Emilio Segre n’a pas fêté son anniversaire le 1er février.
Cette date n’est qu’une solution bureaucratique. Son père a déposé les documents en retard. Pour éviter un casse-tête avec les autorités civiles italiennes en 1905, elles fixèrent la date de naissance au 31 janvier, puis la changeèrent au 1er février. L’anniversaire « officiel » est devenu un mensonge qu’il portait comme un insigne.
Mais l’homme derrière la paperasse n’était pas un menteur. C’était un physicien qui a contribué à construire la compréhension moderne de la matière. Né à Tivoli, en Italie, Segre a déménagé aux États-Unis, est devenu citoyen et a changé notre façon de voir l’univers. Il a partagé le prix Nobel de physique en 1959 pour la découverte de l’antiproton.
Ce n’était pas seulement une mise à jour mineure. C’était la preuve que l’antimatière existe. Et ça a tout changé.
La percée des neutrons lents
Segre a débuté ses études d’ingénieur à l’Université de Rome en 1922. La physique s’appelait plus fort. Il a étudié avec Enrico Fermi. Il a obtenu son doctorat en 1928. En 1932, il était professeur adjoint.
Deux ans plus tard, les choses sont devenues réelles.
Segre et Fermi bombardaient des éléments avec des neutrons. Uranium. Autres métaux lourds. Ils essayaient de créer des éléments plus lourds que l’uranium. Le travail était dangereux, coûteux et révolutionnaire.
Ils ont trouvé autre chose. Neutrons lents.
Ces neutrons se déplaçaient différemment. Leur comportement a rendu possible la création de réacteurs nucléaires. Sans neutrons lents, l’ère atomique aurait pu stagner ou avoir été très différente.
Le premier élément artificiel
La politique a chassé Segre d’Italie.
En 1936, il devient directeur du laboratoire de physique de l’Université de Palerme. Un an plus tard, il découvre le technétium.
Voici le détail clé : le technétium a été le premier élément produit artificiellement. Il n’existait pas dans la nature en quantité significative. Les humains l’ont fait. C’est une énorme différence en chimie et en physique.
Puis vint la guerre.
Segre s’est rendu en Californie en 1938. Le gouvernement fasciste italien l’a démis de ses fonctions. Il est resté aux États-Unis. Il a accepté un poste de chercheur associé à l’Université de Californie à Berkeley.
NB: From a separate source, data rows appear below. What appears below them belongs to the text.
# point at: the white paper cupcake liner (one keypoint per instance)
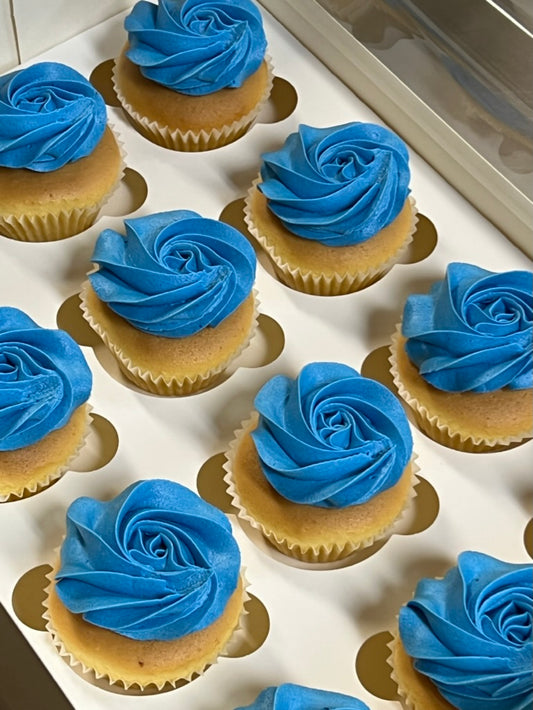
(430, 423)
(402, 693)
(321, 284)
(94, 674)
(37, 486)
(194, 141)
(65, 223)
(157, 384)
(305, 553)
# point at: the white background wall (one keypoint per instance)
(8, 46)
(37, 26)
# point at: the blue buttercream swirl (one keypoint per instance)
(155, 563)
(471, 633)
(196, 47)
(174, 273)
(289, 696)
(473, 331)
(44, 378)
(50, 115)
(330, 438)
(338, 185)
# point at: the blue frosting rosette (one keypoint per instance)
(50, 115)
(174, 273)
(331, 437)
(289, 696)
(473, 332)
(338, 185)
(196, 47)
(471, 633)
(44, 378)
(155, 563)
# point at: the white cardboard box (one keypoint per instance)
(318, 618)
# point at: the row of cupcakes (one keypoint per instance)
(174, 302)
(148, 590)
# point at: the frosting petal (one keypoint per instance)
(43, 378)
(473, 331)
(471, 633)
(338, 185)
(196, 47)
(331, 437)
(175, 273)
(50, 115)
(155, 563)
(289, 696)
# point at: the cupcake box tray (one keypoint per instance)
(307, 625)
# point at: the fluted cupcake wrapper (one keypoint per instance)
(112, 679)
(415, 692)
(63, 224)
(157, 384)
(433, 426)
(305, 553)
(320, 284)
(194, 141)
(38, 485)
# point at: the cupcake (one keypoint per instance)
(332, 207)
(462, 358)
(298, 697)
(59, 160)
(45, 383)
(193, 74)
(173, 299)
(465, 641)
(148, 588)
(324, 465)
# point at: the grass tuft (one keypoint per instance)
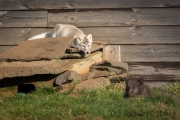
(48, 103)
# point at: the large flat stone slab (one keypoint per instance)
(41, 49)
(18, 69)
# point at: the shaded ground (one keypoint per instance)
(47, 103)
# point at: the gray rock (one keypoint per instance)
(111, 66)
(95, 74)
(93, 84)
(41, 49)
(22, 69)
(67, 76)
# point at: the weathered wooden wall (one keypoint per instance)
(148, 32)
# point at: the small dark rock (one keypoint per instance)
(136, 86)
(26, 88)
(66, 77)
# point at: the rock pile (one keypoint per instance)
(100, 76)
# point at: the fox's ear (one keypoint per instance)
(78, 39)
(89, 37)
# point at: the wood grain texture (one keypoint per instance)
(136, 35)
(4, 48)
(92, 18)
(74, 4)
(118, 17)
(112, 53)
(112, 35)
(150, 53)
(23, 18)
(156, 71)
(15, 36)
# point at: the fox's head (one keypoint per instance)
(84, 43)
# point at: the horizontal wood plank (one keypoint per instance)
(120, 17)
(136, 35)
(112, 35)
(23, 18)
(156, 71)
(15, 36)
(150, 53)
(78, 4)
(4, 48)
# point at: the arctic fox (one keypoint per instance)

Les travaux se sont poursuivis.
En 1940, lui et son équipe découvrent l’astatine. Plus tard, un autre groupe a identifié le plutonium-239. Segre a confirmé qu’il était fissible. Tout comme l’uranium 235.
Cet isotope a alimenté la première bombe atomique. Cela a également mis fin à la guerre au Japon. La science de Segre avait un lien direct et dévastateur avec le pouvoir du monde réel.
Los Alamos et le Bévatron
De 1943 à 1946, Segre a travaillé au laboratoire scientifique de Los Alamos. Il dirigeait un groupe. Il est devenu citoyen américain en 1944.
Après la guerre, il retourne à l’université. Professeur à Berkeley de 1946 à 1972.
Puis, en 1955, il utilise l’accélérateur de particules Bevatron.
Cette machine perforait les particules à grande vitesse. Segre et Owen Chamberlain les ont heurtés. Ils ont trouvé l’antiproton.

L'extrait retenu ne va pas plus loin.